We're not stupid people, we were ready, we were prepared, but we were still getting updates at twenty to midnight on New Years Eve
Mark said that the demonstration was not a "protest" but about "raising awareness" that his industry faces due to the "bureaucracy" faced in light of Brexit. "We're not against Brexit. Its not political." he said.
"We're not against having to do extra paperwork but the system is unworkable. Especially with perishable goods like seafood, we need a time-frame that is workable."
|Dartmouth Crab Company lorries head towards Whitehall as other seafood company vehicles return - credit Lee Elliot|
He said one advantage of the pandemic was that he was able to organise meetings with MPs and other high ranking officials reasonably quickly because they were able to be completed online. "We've taken them to task" he said, "We have had a lot of discussions behind the scenes. We're not expecting a retraction from the Government [following Johnson's remarks about the wrong forms] but where they hadn't fully explored the issues, they are doing that now."
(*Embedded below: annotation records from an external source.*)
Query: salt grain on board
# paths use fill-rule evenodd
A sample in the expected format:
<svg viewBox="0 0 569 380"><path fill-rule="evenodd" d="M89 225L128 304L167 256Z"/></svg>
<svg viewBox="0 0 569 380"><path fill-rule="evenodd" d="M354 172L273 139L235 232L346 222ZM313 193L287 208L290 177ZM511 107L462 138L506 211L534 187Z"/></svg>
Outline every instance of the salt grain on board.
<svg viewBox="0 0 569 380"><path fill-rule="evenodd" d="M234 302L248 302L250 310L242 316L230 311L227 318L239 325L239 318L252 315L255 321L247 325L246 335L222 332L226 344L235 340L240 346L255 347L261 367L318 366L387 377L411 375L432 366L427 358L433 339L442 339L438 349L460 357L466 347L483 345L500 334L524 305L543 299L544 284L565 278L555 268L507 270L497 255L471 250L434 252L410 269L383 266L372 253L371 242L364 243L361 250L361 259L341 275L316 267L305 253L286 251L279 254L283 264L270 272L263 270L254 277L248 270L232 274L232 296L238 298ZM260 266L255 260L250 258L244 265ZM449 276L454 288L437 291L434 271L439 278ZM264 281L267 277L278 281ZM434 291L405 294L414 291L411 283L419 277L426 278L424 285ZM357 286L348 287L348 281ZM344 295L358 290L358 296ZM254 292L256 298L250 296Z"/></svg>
The Government has offered companies a share of a £23m compensation fund, but Mark said that isn't helpful unless they're going to get a pay out every six months.
He explained: "They offered us money but its no good; they're not going to give us a lump sum every six months and subsidise the industry, we just need them to fix the problems."
They offered us money but its no good; they're not going to give us a lump sum every six months and subsidise the industry, we just need them to fix the problems
He said he was having to work 18-20 hour days to get everything that they need and this was during a "quiet time" but he will start getting busy again between April and Christmas. "I can't keep working 18 hour days until I retire, it needs sorting."
Asked whether he had confidence that the situation would be fixed before his busy period starts in April, Mark said he thinks there will be a change in a month. "We're making headway" he said.
"Its not just us in Britain affected by this, a French firm I spoke to hasn't been able to sell a single product in the UK this year."
He is not the only one growing frustrated with the new rules and regulations surrounding Brexit, especially in the fishing and seafood industries, one of the main areas that was promised "sunlit uplands" when we left the EU.
In fact, Lib Dem MP Alistair Carmichael wrote in the Independent this week that when it came to fishing, "the Prime Minister’s boast of an increased share quickly fell flat" and he had "somehow delivered a cut on those in our fishing industry had been previously allowed to catch", creating a "deal worse than the hated Common Fisheries Policy".
he somehow created a deal worse than the hated Common Fisheries Policy
In a fishing and seafood stronghold as the South Hams is, we hope these situations are resolved as quickly as possible and smooth and tariff-free trade with the EU can resume, but we might not hold our breath.